Fig. 7: Response of primary human monocytes and NK cells to supernatants from TNBC cells treated with the autophagy inhibitor SAR405 or radiation.

PBMCs from three different donors were incubated for 20 h in the presence of the culture medium (control) or cell-free supernatants from A MDA-MB-468, B MDA-MB-436 and C MDA-MB-231 cells. A MDA-MB-468 cells were treated with 3 μM SAR405 for 96 h, 3×8 Gy X-rays or a combination thereof. Supernatants were harvested 96 h after the last irradiation. When combined with radiation, SAR405 was added 96 h before harvesting. B MDA-MB-436 cells were irradiated with 8 Gy X-rays or C-ions and harvested after 96 h. C MDA-MB-231 cells were treated with 3 μM SAR405 for 96 h. Human monocytes (left) and NK cells (right) were identified according to lineage markers and their activation was assessed based on the analysis of activation markers CD80, CD86, HLA-DR, CD25 (monocytes), CD69, CD25, CD38 (NK cells) or activation-induced molecules CD39 and PD-1 with immunoregulatory functions (NK cells) by spectral flow cytometry. Representative histograms of one donor (top) and percentages of marker-positive cells ± standard deviation of three PBMC donors (bottom) are shown.
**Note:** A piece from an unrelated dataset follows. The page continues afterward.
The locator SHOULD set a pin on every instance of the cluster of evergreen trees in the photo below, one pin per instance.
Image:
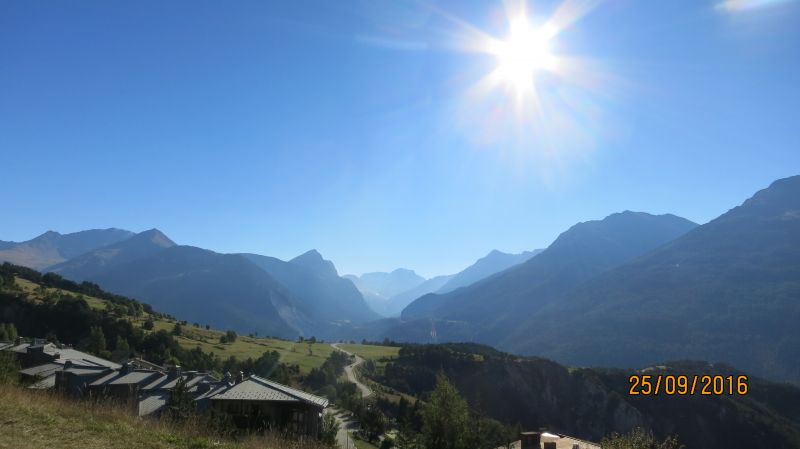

In histograms, the gating for the positive cells is based on the lineage stain (depicted in gray) and is indicated by a vertical line. Experiments in A and C were performed at the same time, thus they share the medium control. Statistical significance was assessed using one-way ANOVA with Tukey’s post-hoc test (*≤ 0.05; **≤ 0.01; ***≤ 0.005, ****≤0.0001).